One survivor recalls being molested on the set of Singer’s film Apt Pupil at the age of 13. Others recall consensual sex with Singer at Hollywood parties when they were 17 and 15, respectively, with each noting that Singer knew they were not of the age of consent at the time. The piece also touches on the culture of misconduct that ensconced Singer. Several of the survivors talk about being “passed around” like “party favors” for the adult men in Singer’s circle. One account suggests that the late actor Brad Renfro, who starred in Apt Pupil when he was a teenager, was also preyed upon by Singer as a child.

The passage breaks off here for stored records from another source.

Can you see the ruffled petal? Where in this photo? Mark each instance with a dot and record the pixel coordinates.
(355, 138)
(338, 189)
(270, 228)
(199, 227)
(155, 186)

“He would stick his hands down your pants without your consent,” one survivor recalls. “He was predatory in that he would ply people with alcohol and drugs and then have sex with them.”
The piece adds:
The portrait of Singer that emerges is of a troubled man who surrounded himself with vulnerable teenage boys, many of them estranged from their families. Their accounts suggest that Singer didn’t act alone; he was aided by friends and associates who brought him young men. And he was abetted, in a less direct way, by an industry in which a record of producing hits confers immense power: Many of the sources we interviewed insisted, out of fear of damaging their own career, that we withhold their name, even as they expressed dismay at the behavior they’d witnessed.
Through his lawyer, Singer denies any sexual contact with underage boys. The lawyer, Andrew B. Brettler, also disputes a number of details in the story and notes that Singer has never been arrested or charged with any crime.
His latest film, Queen biopic Bohemian Rhapsody, was just nominated for five Academy Awards, including Best Picture. Though he was fired from the film and replaced by Dexter Fletcher, he’s still credited as sole director due to DGA rules. Also, despite being virtually ignored by the film’s producers during awards season, he’s been celebrating the film’s success via his Instagram account.
Read the full piece here.
“The last time I posted about this subject, Esquire magazine was preparing to publish an article written by a homophobic journalist who has a bizarre obsession with me dating back to 1997. After careful fact-checking and, in consideration of the lack of credible sources, Esquire chose not to publish this piece of vendetta journalism.
“That didn’t stop this writer from selling it to The Atlantic. It’s sad that The Atlantic would stoop to this low standard of journalistic integrity. Again, I am forced to reiterate that this story rehashes claims from bogus lawsuits filed by a disreputable cast of individuals willing to lie for money or attention. And it is no surprise that, with Bohemian Rhapsody being an award-winning hit, this homophobic smear piece has been conveniently timed to take advantage of its success.”